Les vignerons du grand cru Praelatenberg s’unissent pour relancer la biodiversité en Alsace. Le 10 mars, ils ont planté un rang d’arbres fruitiers et d’arbustes au pied de leurs vignes. Cette opération Les Grands Crus en Fleurs est un premier test, l’ambition est de l’étendre à la totalité des 51 grands crus d’Alsace.

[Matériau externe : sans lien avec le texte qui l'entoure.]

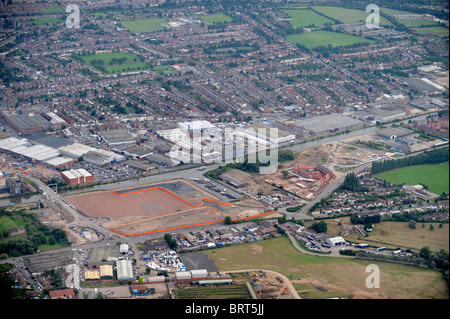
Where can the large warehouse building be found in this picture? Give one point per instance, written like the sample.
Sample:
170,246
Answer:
77,176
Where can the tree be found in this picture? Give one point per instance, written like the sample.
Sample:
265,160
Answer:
425,252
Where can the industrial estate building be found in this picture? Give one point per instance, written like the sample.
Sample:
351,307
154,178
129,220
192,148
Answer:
77,176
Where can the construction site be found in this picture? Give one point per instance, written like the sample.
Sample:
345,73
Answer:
161,207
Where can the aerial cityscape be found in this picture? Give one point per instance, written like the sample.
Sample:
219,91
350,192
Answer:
224,149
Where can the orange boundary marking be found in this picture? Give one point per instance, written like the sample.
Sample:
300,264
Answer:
179,227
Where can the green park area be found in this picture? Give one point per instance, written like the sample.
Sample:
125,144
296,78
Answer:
345,15
343,276
306,18
34,235
51,10
216,18
434,176
439,31
144,25
315,39
114,62
45,21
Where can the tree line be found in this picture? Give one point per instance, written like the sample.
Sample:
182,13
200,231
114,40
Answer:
428,157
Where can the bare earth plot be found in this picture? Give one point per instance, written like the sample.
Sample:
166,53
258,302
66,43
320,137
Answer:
161,207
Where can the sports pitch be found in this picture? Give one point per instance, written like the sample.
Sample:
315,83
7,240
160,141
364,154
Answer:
144,25
306,18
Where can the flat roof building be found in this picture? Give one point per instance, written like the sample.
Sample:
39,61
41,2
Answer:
117,137
333,241
124,270
77,176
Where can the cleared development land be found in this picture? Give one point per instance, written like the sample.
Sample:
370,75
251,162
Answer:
315,39
435,176
330,275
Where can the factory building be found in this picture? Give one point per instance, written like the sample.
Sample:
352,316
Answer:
124,270
77,176
43,154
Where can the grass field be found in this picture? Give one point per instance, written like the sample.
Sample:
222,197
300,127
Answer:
6,223
398,234
52,10
306,18
132,62
435,176
219,17
224,292
345,274
440,31
315,39
345,15
144,25
45,21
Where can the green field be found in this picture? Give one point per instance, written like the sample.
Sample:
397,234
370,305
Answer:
45,21
306,18
132,62
416,22
224,292
214,18
144,25
345,15
52,10
342,275
439,31
315,39
398,234
435,176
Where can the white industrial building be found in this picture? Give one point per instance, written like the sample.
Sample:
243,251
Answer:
333,241
123,248
90,154
124,270
36,152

Si la vigne se plante au printemps, les arbres prennent normalement racine à la Sainte Catherine, ou tout au moins en novembre. C’est ce qu’avaient prévu de faire les vignerons d’Orschwiller-Kintzheim (Bas-Rhin) pour effectuer leur plantation de haies et d’arbres fruitiers. Le confinement est passé par là. Ils ont remis la plantation au 9 février, juste quand le froid et la neige sont venus rappeler à tous que l’hiver n’était pas fini. Finalement, la plantation a eu lieu sous le soleil le 10 mars, avec la présence active des 12 vignerons qui possèdent des vignes sur les 18,70 hectares du Grand Cru Praelatenberg de Orschwiller-Kintzheim. Littéralement “montagne des prélats”, ce terroir a été reconnu dès 823 par les moines vignerons de l’Abbaye d’Ebermunster qui l’exploitaient. Il est orienté est-sud-est et convient particulièrement au riesling, qui en couvre 43% et au gewurztraminer (42%). Pinot gris (11%) et muscat (4%) se partagent le reste de la surface.

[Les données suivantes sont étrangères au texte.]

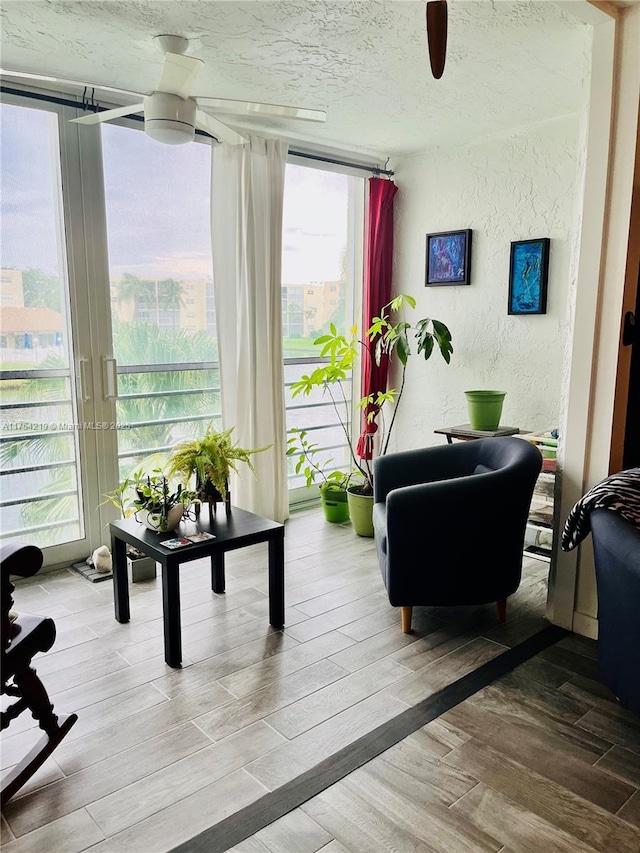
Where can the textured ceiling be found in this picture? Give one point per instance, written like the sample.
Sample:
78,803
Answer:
509,64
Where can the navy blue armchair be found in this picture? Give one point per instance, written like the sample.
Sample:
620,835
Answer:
616,548
449,522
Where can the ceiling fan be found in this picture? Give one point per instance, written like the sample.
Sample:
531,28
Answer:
172,113
437,24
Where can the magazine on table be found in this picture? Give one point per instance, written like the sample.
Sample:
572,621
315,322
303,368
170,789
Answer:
183,541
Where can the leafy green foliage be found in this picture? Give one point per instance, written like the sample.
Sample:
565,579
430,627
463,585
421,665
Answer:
385,337
309,465
211,458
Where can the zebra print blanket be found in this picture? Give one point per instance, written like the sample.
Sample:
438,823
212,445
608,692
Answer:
619,493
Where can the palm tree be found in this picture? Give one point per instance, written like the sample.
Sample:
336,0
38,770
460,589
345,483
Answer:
141,400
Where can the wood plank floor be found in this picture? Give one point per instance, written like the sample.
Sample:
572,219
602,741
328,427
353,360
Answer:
544,759
158,755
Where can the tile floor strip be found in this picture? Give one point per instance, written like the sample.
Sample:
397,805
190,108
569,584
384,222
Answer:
259,814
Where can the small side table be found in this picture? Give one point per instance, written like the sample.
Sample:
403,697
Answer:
465,432
236,530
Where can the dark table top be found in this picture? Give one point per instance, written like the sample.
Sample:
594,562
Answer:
236,530
467,431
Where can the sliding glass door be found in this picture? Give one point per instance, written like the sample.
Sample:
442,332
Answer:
321,285
50,423
157,201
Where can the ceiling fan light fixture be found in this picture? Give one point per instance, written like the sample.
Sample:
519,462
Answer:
169,132
169,118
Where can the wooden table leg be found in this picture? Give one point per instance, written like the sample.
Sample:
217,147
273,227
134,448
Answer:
217,572
120,579
171,613
276,580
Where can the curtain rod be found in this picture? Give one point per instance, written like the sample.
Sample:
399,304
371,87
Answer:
66,102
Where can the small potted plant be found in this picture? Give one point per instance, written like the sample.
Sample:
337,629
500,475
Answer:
333,485
211,459
150,499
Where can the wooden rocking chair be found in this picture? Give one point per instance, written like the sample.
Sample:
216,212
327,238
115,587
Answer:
22,637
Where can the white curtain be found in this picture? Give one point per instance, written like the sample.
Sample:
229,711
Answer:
246,219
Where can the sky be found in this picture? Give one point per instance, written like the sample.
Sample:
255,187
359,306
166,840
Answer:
157,211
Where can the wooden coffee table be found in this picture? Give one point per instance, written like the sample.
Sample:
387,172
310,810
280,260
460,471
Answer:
236,530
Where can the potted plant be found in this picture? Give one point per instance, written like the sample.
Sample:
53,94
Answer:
333,485
389,335
156,504
129,498
211,459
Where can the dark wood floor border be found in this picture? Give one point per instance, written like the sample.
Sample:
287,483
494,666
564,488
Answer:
259,814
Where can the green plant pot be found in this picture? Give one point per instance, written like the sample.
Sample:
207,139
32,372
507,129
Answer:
361,512
335,506
485,409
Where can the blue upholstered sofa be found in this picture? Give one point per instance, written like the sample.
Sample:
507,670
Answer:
616,545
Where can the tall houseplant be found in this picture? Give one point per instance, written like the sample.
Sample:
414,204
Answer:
389,335
332,485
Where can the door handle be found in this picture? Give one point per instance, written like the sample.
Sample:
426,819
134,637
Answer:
629,330
83,379
109,378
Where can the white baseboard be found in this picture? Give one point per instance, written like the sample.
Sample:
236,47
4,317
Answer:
585,625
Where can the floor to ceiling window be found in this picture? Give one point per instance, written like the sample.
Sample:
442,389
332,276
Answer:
108,342
321,279
40,447
157,200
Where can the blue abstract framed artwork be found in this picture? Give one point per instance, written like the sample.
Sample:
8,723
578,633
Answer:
528,274
449,258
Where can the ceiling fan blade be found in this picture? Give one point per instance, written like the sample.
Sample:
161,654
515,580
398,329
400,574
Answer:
106,115
250,108
437,21
179,73
216,128
24,75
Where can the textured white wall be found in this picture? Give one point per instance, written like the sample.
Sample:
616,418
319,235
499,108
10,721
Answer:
513,188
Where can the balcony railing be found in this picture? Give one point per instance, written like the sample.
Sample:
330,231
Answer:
159,404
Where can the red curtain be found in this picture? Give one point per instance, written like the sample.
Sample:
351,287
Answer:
377,293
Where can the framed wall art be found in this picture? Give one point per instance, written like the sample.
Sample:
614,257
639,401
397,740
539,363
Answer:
449,258
528,275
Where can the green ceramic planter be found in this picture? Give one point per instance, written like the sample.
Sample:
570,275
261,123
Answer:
485,409
361,512
335,506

Des arbres fruitiers pour la biodiversité

Les Grands Crus en Fleur, le retour de la biodiversité est un projet initié par la section Grand Cru au sein de l’AVA (Association des Viticulteurs d’Alsace) : il fallait amener ou ramener la biodiversité sur les terroirs d’exception que sont les grands crus. Le projet doit s’étendre à l’ensemble des 51 grands crus d’Alsace, mais pour le moment, le Praelatenberg a été choisi comme galop d’essai. Sa situation au pied du Haut-Koenigsbourg, un des lieux les plus visités du Grand Est n’y est sans doute pas étranger. Dans la pratique, deux locaux ont amené le projet à sa concrétisation : Olivier Bemrich, vigneron aguerri, un des trois adhérents de la cave coopérative Les Faitières présents sur le cru et Pierre Engel, un jeune de 25 ans qui reprend avec son frère le domaine familial. Ils se sont appuyés sur l’expertise de deux associations, Alsace Nature qui milite depuis 1965 pour la protection de la nature et le développement de la biodiversité en Alsace et Haies Vives d’Alsace, association de promotion de l’arbre champêtre depuis 2013. Avec ces spécialistes, ils ont pu déterminer les essences à privilégier pour encourager la biodiversité en suivant les traditions locales. D’où la présence bien sûr de cerisiers, mais aussi de pêchers, de cormiers, de merisiers, ces derniers étant bien présents dans le bois au-dessus des vignes. Le projet est principalement soutenu par la caisse locale Groupama de Sélestat, mais les vignerons ont bon espoir d’être également aidés par les deux communes qui abritent leur grand cru.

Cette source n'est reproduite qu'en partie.